Since I started my journey, I have found that knowing what your body should be consuming is very important. Without the correct food and amount of water in your system, you will not be able to perform to the best of your ability.
For that reason, I am providing the top 10 nutrition tips that I find most useful:
Top 10 Nutrition Tips for Athletes
- Eat A Lot Of Carbohydrates
- Carbohydrates provide the highest amount of energy for workouts, they ensure that you do not get too tired during competition or workouts. Carbs should make up about 60 percent of your total calories for the day because it replaces glycogen that is used during workouts and competitions.
- Drink A TON Of Water
- Water is important to help your body avoid injury and perform at the highest level possible. Because so much is lost through sweat during a competition, keeping water or adding a sports drink during and after long practices or competitions is very important.
- Include Protein In Your Diet
- Protein is needed for athletes’ muscles to recover and grow. With that being said, it should make up about 15 percent of your total calories for the day because protein is SO important in an athlete’s diet.
- Replace Electrolytes After Workouts
- During workouts and competitions electrolytes are lost through sweat and they are needed to help your muscles recover from a hard workout. Drinking a lot of water OR having a sports drink filled with electrolytes after a workout are key to keeping your body feeling good and ensuring you do not feel sluggish.
- Get Enough Sleep
- Sleep is vital for athletes because that is the longest amount of time your body has to recover from the day before. Athletes should be getting an adequate amount of sleep to be fully recovered and rested up for the next competition or the next day of lifting.
- Never Skip Breakfast
- I’m sure you have heard people say, “Breakfast is the most important meal of the day,” but it truly is. Eating breakfast sets your digestive system up for the day and gives you the energy to get your day going.

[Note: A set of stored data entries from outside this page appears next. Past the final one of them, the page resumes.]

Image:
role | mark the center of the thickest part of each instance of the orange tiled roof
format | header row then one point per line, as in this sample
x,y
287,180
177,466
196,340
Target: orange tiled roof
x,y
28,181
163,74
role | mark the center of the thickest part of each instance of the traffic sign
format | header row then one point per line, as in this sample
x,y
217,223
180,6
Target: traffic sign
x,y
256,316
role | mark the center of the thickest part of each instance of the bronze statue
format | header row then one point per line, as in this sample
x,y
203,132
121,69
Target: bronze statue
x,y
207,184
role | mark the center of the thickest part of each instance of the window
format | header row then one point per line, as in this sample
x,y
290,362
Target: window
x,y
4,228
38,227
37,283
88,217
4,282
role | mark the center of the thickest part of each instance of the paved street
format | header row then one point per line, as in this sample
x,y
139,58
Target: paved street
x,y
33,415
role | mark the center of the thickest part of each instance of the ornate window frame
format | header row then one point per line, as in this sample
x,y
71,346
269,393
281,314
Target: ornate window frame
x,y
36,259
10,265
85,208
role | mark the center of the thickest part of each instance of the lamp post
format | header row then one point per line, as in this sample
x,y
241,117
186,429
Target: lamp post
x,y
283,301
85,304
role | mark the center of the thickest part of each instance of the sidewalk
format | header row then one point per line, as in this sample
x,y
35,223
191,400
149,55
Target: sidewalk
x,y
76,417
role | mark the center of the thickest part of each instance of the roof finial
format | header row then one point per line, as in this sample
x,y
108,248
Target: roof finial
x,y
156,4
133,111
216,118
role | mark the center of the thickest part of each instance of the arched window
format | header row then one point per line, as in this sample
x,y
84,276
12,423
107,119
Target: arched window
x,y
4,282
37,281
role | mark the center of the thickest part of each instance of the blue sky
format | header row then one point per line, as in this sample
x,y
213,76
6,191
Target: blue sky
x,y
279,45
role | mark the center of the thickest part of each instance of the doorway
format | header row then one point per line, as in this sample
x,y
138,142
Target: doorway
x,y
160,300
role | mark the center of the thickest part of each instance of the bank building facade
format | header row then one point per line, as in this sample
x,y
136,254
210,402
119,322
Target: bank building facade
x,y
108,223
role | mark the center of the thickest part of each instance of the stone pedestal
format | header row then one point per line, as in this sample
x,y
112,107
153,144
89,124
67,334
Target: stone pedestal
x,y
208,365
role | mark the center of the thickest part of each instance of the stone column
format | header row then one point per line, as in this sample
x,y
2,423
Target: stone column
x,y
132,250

- Recovery Food Is Just As Important As Pre-Workout Food
- The right amount and types of food are needed for your body to recover correctly. I have learned that eating a peanut butter sandwich or drinking a glass of chocolate milk helps my body recover and gets me feeling tip-top in no time.
- Eat For Your Sport
- This can mean a lot of different things but the easiest way to explain it is that each sport requires a different amount and type of food to thrive. For example, a runner should eat more carbohydrates because they will use the highest amount energy and need a lot of recovery.
- Eat Balanced Meals
- Every meal should consist of carbohydrates and some type of protein but every food group should also be included. This ensures that your body will feel fueled and ready to go for the whole day and it will not hit a wall. Hitting a wall results in feeling sluggish and not being able to perform at your best.
- Avoid Caffeine
- Caffeine is extremely dehydrating so avoid it at all costs on game day or before a workout.
Hopefully these will end up helping you in the long run… no pun intended. Following these tips, or even just a few of them, will help you become a BEAST in whatever sport you are competing in.
Stay positive through the tough time, stay healthy, and have a great week!